Hint: So, here in this question we can find the no. of students who studied both the subjects that are German and French, by subtracting the total no. of students who studied even one subject from the sum of students who studied German and the no. of students who studied French.

Step by Step solution:
In this question first of all we will start solving this question by listing the given quantities.

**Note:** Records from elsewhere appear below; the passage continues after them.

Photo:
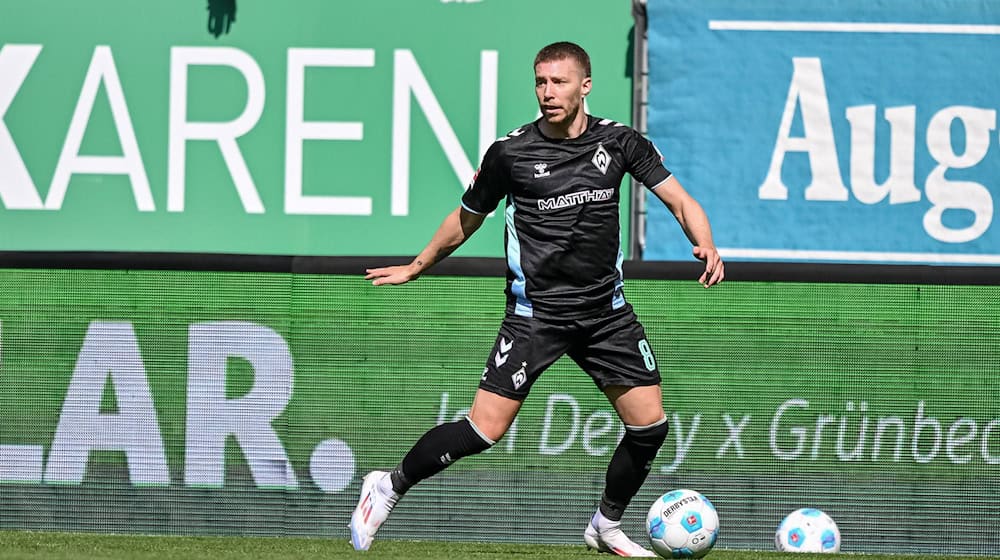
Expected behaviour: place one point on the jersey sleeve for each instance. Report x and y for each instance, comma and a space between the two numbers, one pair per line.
489, 185
644, 161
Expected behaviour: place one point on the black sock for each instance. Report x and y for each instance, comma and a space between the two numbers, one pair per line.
629, 466
435, 450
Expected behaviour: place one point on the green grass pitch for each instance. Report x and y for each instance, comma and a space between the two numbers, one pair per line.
77, 546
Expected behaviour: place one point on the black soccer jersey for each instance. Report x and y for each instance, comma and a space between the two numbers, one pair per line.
563, 237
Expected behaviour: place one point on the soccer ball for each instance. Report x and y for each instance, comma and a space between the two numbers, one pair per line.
807, 530
682, 524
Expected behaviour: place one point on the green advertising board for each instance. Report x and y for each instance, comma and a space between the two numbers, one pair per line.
252, 403
313, 127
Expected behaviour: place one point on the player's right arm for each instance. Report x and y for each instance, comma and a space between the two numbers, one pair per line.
483, 195
457, 226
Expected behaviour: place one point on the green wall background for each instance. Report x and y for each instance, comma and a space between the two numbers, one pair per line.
372, 368
445, 40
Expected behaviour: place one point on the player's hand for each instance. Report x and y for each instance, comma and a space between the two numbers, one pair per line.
399, 274
714, 268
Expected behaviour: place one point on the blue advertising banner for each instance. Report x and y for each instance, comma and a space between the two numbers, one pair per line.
839, 131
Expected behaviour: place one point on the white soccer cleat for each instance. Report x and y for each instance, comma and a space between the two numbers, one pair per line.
376, 501
613, 541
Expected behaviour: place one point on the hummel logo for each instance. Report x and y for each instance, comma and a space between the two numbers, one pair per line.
602, 159
502, 352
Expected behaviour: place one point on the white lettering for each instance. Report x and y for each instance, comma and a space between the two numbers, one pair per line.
109, 350
224, 133
17, 190
798, 432
102, 69
899, 186
297, 129
945, 194
808, 91
544, 447
211, 417
682, 444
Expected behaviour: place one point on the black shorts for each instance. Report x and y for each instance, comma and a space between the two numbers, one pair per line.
611, 348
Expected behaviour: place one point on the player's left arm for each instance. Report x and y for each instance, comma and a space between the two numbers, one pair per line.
693, 220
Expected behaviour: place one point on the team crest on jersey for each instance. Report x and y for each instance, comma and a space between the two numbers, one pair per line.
602, 159
520, 376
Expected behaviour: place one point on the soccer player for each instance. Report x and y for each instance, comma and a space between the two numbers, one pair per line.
560, 176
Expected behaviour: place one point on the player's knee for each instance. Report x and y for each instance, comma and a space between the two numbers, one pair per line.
474, 440
651, 436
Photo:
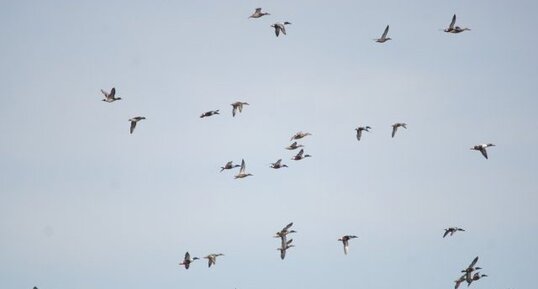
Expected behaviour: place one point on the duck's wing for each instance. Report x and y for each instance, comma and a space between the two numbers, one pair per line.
451, 26
300, 154
287, 226
484, 152
133, 125
385, 33
475, 260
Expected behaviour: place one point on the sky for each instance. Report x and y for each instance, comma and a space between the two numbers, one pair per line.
84, 204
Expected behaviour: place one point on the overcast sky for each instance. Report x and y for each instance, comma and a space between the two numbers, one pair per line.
85, 205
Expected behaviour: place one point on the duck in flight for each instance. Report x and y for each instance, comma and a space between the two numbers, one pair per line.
242, 173
360, 129
187, 260
345, 240
383, 37
299, 156
212, 259
482, 148
237, 106
110, 97
280, 27
294, 146
455, 29
134, 121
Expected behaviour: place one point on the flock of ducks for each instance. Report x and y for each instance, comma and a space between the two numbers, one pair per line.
285, 243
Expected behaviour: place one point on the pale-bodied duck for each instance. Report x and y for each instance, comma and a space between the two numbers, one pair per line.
212, 259
455, 29
360, 129
294, 146
258, 13
242, 173
188, 260
299, 156
452, 230
209, 113
300, 135
482, 148
345, 241
278, 164
110, 97
238, 106
134, 121
228, 166
280, 27
383, 37
396, 126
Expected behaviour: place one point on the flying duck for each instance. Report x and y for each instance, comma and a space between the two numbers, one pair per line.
396, 126
187, 260
109, 97
360, 129
228, 166
345, 241
280, 27
238, 105
133, 121
384, 36
454, 29
293, 146
452, 230
278, 165
482, 148
242, 173
209, 113
212, 259
258, 13
299, 156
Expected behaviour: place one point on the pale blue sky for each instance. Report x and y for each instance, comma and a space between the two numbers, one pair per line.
83, 204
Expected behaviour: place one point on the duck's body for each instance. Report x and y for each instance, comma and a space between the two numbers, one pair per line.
455, 29
278, 164
294, 146
237, 106
209, 113
228, 166
383, 37
299, 156
187, 260
300, 135
396, 126
280, 27
482, 148
452, 230
110, 97
212, 259
242, 173
360, 129
134, 121
258, 13
345, 241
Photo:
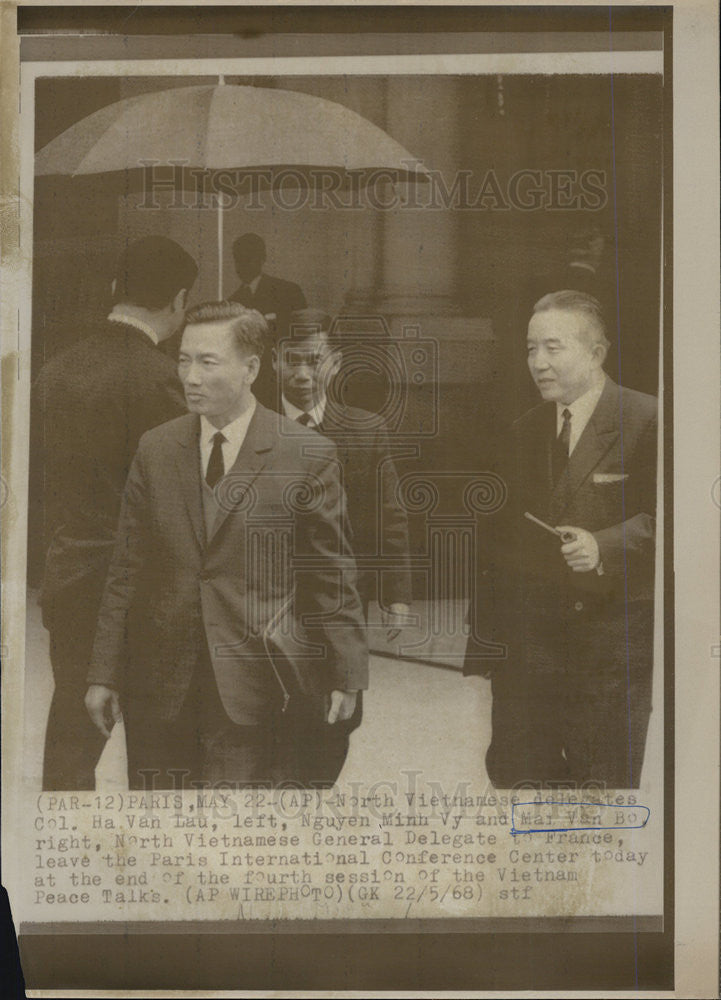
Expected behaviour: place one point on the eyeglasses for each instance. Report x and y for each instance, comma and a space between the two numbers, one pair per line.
297, 359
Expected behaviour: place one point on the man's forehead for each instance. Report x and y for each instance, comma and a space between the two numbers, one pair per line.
215, 331
306, 341
555, 323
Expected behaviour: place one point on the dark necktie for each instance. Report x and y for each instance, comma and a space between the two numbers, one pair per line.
561, 447
216, 467
245, 296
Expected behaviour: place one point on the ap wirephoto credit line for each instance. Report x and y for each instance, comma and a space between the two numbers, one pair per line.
344, 438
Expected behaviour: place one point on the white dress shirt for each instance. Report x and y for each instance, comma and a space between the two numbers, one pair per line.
316, 414
120, 317
581, 410
234, 434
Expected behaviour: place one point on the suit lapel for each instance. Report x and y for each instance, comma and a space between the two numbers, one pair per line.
538, 457
598, 435
253, 456
187, 461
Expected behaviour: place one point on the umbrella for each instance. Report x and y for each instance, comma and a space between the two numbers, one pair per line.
227, 127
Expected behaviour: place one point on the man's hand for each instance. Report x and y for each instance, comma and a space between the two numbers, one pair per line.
342, 705
395, 619
582, 553
103, 705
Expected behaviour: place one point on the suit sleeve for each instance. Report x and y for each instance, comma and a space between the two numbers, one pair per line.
297, 298
627, 549
395, 581
327, 600
132, 545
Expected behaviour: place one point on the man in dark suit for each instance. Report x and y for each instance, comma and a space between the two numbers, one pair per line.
306, 363
92, 403
274, 297
230, 519
573, 602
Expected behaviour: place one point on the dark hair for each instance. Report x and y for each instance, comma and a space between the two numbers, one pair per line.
249, 245
248, 325
578, 302
151, 271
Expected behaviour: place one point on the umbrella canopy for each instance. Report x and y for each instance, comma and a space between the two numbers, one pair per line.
225, 127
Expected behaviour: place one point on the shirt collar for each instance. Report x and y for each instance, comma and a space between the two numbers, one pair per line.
582, 408
316, 414
116, 316
234, 432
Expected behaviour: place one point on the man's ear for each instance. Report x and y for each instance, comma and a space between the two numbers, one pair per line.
180, 301
334, 363
253, 368
600, 351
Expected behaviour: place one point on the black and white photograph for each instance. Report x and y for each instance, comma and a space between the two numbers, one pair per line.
342, 480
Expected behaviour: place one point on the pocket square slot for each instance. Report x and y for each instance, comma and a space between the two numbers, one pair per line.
609, 477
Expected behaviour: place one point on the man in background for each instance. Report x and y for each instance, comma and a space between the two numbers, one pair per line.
92, 403
229, 523
275, 298
306, 363
573, 598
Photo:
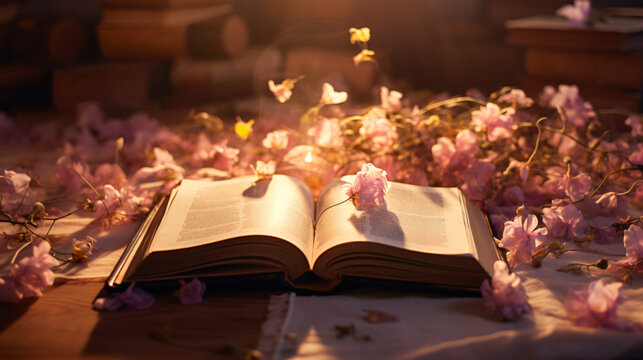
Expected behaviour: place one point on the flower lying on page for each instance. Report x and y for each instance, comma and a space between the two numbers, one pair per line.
368, 188
595, 306
264, 170
133, 298
282, 91
505, 295
192, 292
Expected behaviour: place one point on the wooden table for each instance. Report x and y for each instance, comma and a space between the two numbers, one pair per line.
62, 324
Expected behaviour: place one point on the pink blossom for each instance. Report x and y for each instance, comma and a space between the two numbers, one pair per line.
522, 238
497, 124
68, 170
192, 292
264, 169
577, 14
327, 133
523, 169
390, 99
29, 276
595, 306
545, 96
576, 110
466, 143
377, 128
83, 249
13, 183
505, 294
637, 155
369, 187
443, 151
477, 179
282, 91
634, 121
219, 155
133, 298
576, 187
107, 173
564, 222
517, 97
110, 202
277, 140
330, 96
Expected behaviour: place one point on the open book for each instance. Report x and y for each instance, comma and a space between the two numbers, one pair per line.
243, 226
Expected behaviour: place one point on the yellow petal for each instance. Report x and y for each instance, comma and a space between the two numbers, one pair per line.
363, 34
243, 129
364, 55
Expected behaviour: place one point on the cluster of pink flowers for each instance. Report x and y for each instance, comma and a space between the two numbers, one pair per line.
29, 276
505, 295
595, 306
368, 188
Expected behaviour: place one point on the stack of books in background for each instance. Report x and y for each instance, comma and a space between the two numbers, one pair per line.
604, 59
152, 51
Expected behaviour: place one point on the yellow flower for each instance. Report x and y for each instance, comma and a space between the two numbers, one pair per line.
362, 35
364, 55
330, 96
243, 128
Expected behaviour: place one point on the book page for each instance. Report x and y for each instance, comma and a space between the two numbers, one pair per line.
204, 212
414, 217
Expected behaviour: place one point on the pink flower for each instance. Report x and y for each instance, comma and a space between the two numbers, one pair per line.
595, 306
192, 292
522, 239
564, 222
110, 202
107, 173
498, 125
460, 155
277, 140
29, 276
577, 14
133, 298
13, 183
327, 133
390, 99
576, 187
477, 179
517, 97
283, 91
523, 169
634, 121
443, 151
505, 295
637, 155
67, 170
264, 169
377, 128
330, 96
368, 188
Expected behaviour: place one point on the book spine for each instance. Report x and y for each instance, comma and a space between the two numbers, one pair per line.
221, 37
143, 43
614, 70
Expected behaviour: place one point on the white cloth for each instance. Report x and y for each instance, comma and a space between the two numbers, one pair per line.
451, 327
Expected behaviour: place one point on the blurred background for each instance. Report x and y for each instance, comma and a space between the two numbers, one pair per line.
141, 54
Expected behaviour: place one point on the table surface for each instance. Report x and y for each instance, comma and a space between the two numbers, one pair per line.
62, 324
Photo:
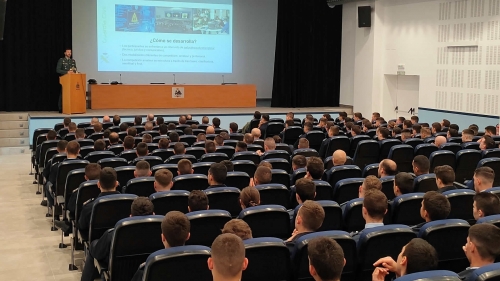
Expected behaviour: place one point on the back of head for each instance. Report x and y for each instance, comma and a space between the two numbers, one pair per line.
142, 149
420, 256
197, 201
485, 237
327, 257
305, 189
228, 256
218, 172
315, 167
312, 214
175, 228
404, 181
238, 227
375, 203
446, 174
141, 206
263, 175
436, 205
93, 171
163, 177
250, 197
107, 179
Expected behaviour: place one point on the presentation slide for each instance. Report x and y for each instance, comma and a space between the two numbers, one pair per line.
165, 36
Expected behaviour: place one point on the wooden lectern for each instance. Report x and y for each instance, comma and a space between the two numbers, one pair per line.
74, 93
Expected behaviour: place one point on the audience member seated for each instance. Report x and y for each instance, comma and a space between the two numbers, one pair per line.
249, 197
163, 179
439, 140
142, 169
373, 211
326, 259
99, 248
217, 175
416, 256
309, 218
435, 206
228, 258
421, 165
403, 184
197, 201
174, 233
481, 248
485, 204
387, 167
107, 184
262, 175
239, 228
445, 176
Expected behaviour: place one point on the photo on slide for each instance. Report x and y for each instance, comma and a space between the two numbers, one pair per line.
131, 18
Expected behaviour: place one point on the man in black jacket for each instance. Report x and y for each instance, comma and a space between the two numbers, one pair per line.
99, 249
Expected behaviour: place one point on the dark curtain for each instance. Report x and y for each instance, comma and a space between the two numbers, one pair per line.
36, 34
308, 52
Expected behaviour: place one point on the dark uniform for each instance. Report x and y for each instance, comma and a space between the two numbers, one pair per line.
63, 66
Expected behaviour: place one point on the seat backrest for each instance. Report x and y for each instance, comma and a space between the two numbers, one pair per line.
142, 186
442, 157
172, 200
347, 189
466, 163
402, 154
134, 239
190, 182
237, 179
461, 201
184, 263
300, 258
381, 241
206, 226
447, 237
267, 221
406, 209
224, 198
366, 153
107, 211
266, 253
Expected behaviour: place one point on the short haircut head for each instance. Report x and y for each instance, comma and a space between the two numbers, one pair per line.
107, 178
420, 256
218, 172
315, 167
228, 255
327, 257
163, 177
445, 173
141, 206
250, 196
300, 161
488, 203
312, 214
197, 201
175, 228
238, 227
93, 171
404, 181
305, 189
375, 203
437, 205
263, 175
142, 149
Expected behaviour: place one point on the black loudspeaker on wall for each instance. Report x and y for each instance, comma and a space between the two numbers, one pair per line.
364, 16
3, 7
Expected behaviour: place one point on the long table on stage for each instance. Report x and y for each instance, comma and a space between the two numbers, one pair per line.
162, 96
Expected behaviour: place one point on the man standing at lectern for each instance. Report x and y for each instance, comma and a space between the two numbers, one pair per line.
65, 65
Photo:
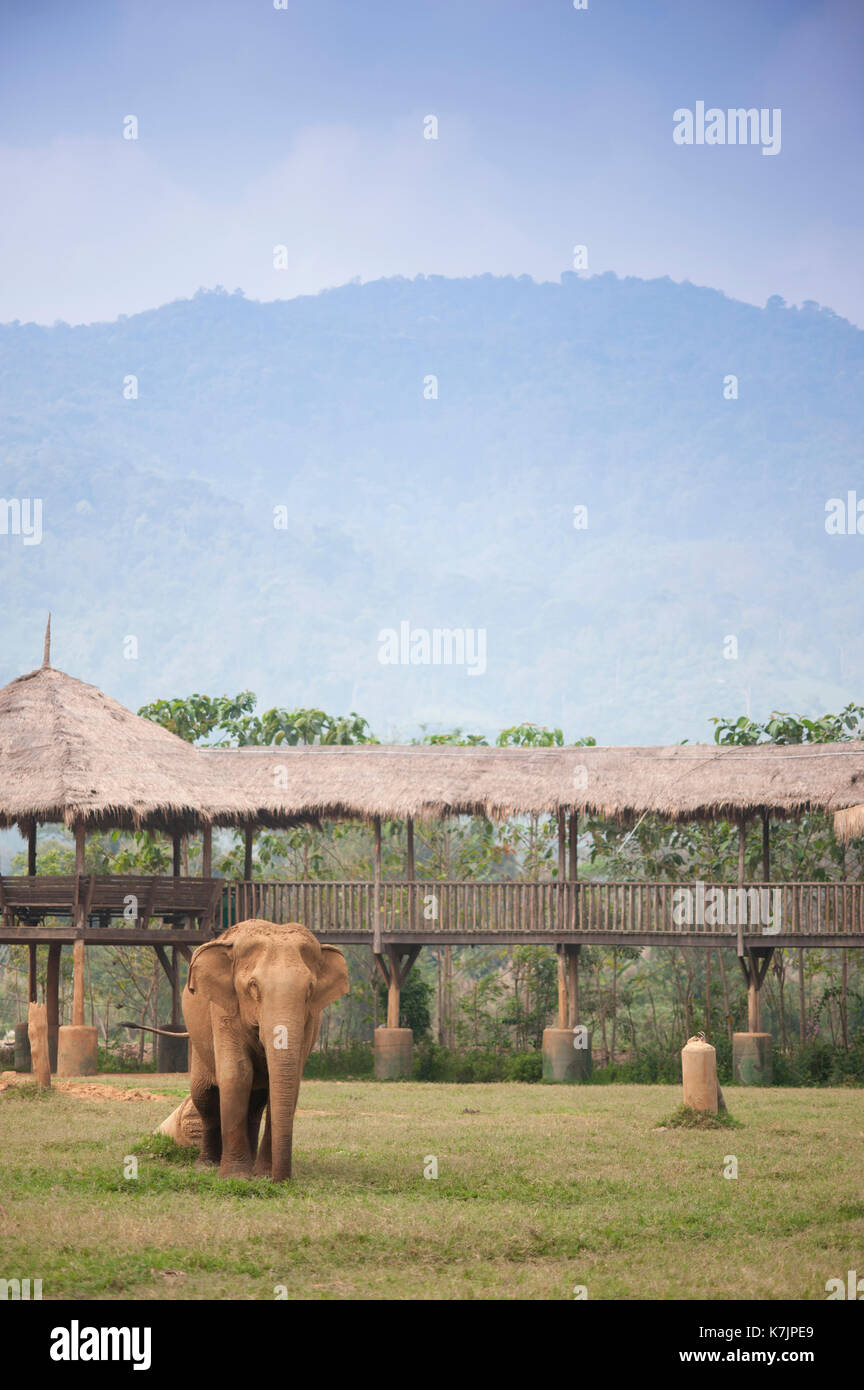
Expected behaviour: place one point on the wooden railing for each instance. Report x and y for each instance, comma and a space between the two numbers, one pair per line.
588, 906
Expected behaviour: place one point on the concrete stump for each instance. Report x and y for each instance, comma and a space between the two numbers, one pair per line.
752, 1061
77, 1051
699, 1076
22, 1048
392, 1054
184, 1125
171, 1054
566, 1054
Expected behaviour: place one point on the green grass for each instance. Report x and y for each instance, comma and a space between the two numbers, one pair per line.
686, 1118
538, 1190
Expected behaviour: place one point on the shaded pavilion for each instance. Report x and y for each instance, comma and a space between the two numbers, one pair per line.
71, 755
679, 783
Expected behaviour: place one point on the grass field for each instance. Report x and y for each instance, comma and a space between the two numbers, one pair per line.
539, 1189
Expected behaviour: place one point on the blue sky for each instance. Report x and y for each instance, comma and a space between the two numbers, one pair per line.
260, 127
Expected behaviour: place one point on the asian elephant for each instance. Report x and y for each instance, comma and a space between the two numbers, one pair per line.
253, 1007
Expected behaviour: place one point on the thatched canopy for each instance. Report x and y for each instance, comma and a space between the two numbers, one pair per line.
678, 783
849, 823
71, 754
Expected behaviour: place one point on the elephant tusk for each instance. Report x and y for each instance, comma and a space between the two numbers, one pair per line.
143, 1027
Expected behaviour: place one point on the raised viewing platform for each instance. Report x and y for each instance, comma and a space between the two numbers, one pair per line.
511, 912
134, 908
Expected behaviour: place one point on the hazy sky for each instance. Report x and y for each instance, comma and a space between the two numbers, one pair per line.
304, 127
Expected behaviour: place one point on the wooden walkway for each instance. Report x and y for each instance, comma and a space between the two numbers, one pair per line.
135, 909
502, 913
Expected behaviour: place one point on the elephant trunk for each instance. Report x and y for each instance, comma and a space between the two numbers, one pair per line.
282, 1032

So, the given information in this question is
Total no. of students $= 15 = n\left( U \right)$
No. of students who studied German $= 7 = n\left( G \right)$
No. of students who studied French $= 8 = n\left( F \right)$
No. of students who have not studied either $= 3 = n\left( x \right)$
So, from the above given information we can conclude that the no. of students who studied even one subject would be equal to the subtraction of no. of students who have not studied from Total no. of students.
That is,
No. of students who studied even one subject $=$ Total no. of students $-$ no. of students who have not studied
$\Rightarrow n\left( {G \cup F} \right) = n\left( U \right) - n\left( x \right)$
$\Rightarrow n\left( {G \cup F} \right) = 15 - 3 \\\ \Rightarrow n\left( {G \cup F} \right) = 12 \\\$
So, the no. of students who studied even one subject$= 12$
Now, from here we can conclude that
No. of students who studied even one subject$=$ (No. of students who studied German) $+$ (No. of students who studied French$-$ (No. of students who studied both French and German)
$\Rightarrow n\left( {G \cup F} \right) = n\left( G \right) + n\left( F \right) - n\left( {G \cap F} \right) \\\ \Rightarrow 12 = 7 + 8 - n\left( {G \cap F} \right) \\\ \Rightarrow n\left( {G \cap F} \right) = 15 - 12 \\\$
$\Rightarrow n\left( {G \cap F} \right) = 3$
That means the No. of students who studied both French and German are equal to $3$.
$\Rightarrow$Option B is correct.

Note: In these types of questions we have an alternative method to understand the given statements easily, which is by drawing Venn Diagrams.
So, by making Venn diagrams of the given information we can solve these types of questions in competitive exams.